Piazza and apartments to bring new life to brutalist Centrepoint in £350m makeover
A new public realm to rival Trafalgar Square and Covent Garden will be created in an overhaul of Centre Point tower in London by the developer Almacantar.
The 1960s-built tower was Almacantar’s first big deal a year ago when chief executive Mike Hussey bought the Grade-II listed building from administrators of a subsidiary of property group Targetfollow for £120 million.
Reviving the ageing landmark – labelled a "flawed icon" by Almacantar's development director, Kathrin Hersel – will cost some £350m. The accident blackspot at the base of the building, where pedestrians are forced into a busy bus lane, will be pedestrianised. A piazza will rejuvenate the drab area and attract a better mix of retailers and restaurants when completed in 2015.
The plans are being worked up by Gillespies, the landscape architect which redesigned Leicester Square. The piazza is expected to cost some £20m. Ms Hersel, who began consultations on the plans over the weekend, said: "This would be as big as Covent Garden or Trafalgar Square."
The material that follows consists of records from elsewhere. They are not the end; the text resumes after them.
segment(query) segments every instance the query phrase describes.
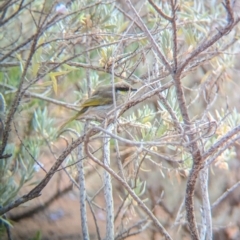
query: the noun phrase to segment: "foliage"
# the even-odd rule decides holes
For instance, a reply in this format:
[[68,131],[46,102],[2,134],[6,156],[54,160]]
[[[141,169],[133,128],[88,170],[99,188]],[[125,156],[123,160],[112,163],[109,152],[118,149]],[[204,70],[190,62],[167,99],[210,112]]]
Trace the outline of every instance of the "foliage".
[[[152,224],[166,239],[171,239],[175,225],[189,227],[181,230],[180,239],[185,232],[192,239],[199,239],[199,232],[206,239],[212,237],[207,214],[211,206],[204,200],[208,190],[201,192],[206,214],[202,220],[194,209],[194,191],[197,178],[206,174],[201,169],[207,174],[213,166],[229,171],[236,156],[239,99],[231,88],[236,84],[239,17],[227,0],[224,4],[149,0],[133,5],[91,0],[0,4],[0,91],[6,100],[0,115],[1,214],[38,197],[60,167],[83,189],[86,172],[93,169],[97,176],[102,171],[111,175],[100,189],[106,190],[106,181],[124,189],[111,192],[114,202],[119,196],[121,200],[112,222],[116,239],[149,233]],[[70,128],[60,128],[97,86],[119,81],[138,91],[127,94],[118,111],[104,122],[74,121]],[[102,139],[110,137],[111,154],[104,147],[102,156],[100,150],[107,146]],[[54,159],[50,169],[45,169],[46,158]],[[76,169],[79,173],[82,169],[85,180],[77,179]],[[46,175],[36,177],[38,171]],[[166,192],[176,190],[170,184],[176,180],[187,182],[186,194],[171,206],[179,209],[176,219],[163,226],[165,219],[152,210],[157,196],[151,195],[152,185],[163,188],[156,183],[160,179],[169,186]],[[199,181],[208,185],[207,179]],[[29,185],[31,190],[25,190]],[[88,191],[86,196],[94,208]],[[86,199],[80,201],[82,208]],[[187,219],[180,222],[179,201],[184,199]],[[115,221],[119,216],[120,223]],[[124,224],[126,219],[131,225]],[[209,231],[197,228],[197,223]]]

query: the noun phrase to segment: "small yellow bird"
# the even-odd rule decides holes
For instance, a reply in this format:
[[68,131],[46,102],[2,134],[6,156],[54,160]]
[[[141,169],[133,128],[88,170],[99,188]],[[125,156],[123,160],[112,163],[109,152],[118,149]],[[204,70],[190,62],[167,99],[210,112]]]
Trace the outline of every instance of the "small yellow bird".
[[[120,92],[137,91],[125,82],[119,82],[114,84],[115,100],[119,98]],[[66,123],[64,123],[60,129],[63,129],[68,123],[77,119],[94,118],[104,119],[109,111],[113,108],[113,86],[112,84],[98,87],[90,98],[86,99],[81,104],[82,109]]]

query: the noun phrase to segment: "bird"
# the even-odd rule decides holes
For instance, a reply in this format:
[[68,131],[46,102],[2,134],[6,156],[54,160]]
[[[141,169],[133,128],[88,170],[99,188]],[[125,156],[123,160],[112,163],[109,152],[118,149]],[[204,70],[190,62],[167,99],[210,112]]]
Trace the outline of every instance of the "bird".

The new public area will be also be a stone's throw away from the West End's first theatre for 30 years. This is being built on the site of the former Astoria music venue, which has been demolished to make way for Crossrail.
Around 200,000 passengers a day are expected to pass through Tottenham Court Road station when the cross-London rail link is completed in 2017.
The 117m-high Centre Point tower itself is to be converted into 82 apartments. The building, faced in white Portland stone, was designed by Richard Seifert, the brutalist architect behind the NatWest tower, and completed in 1966.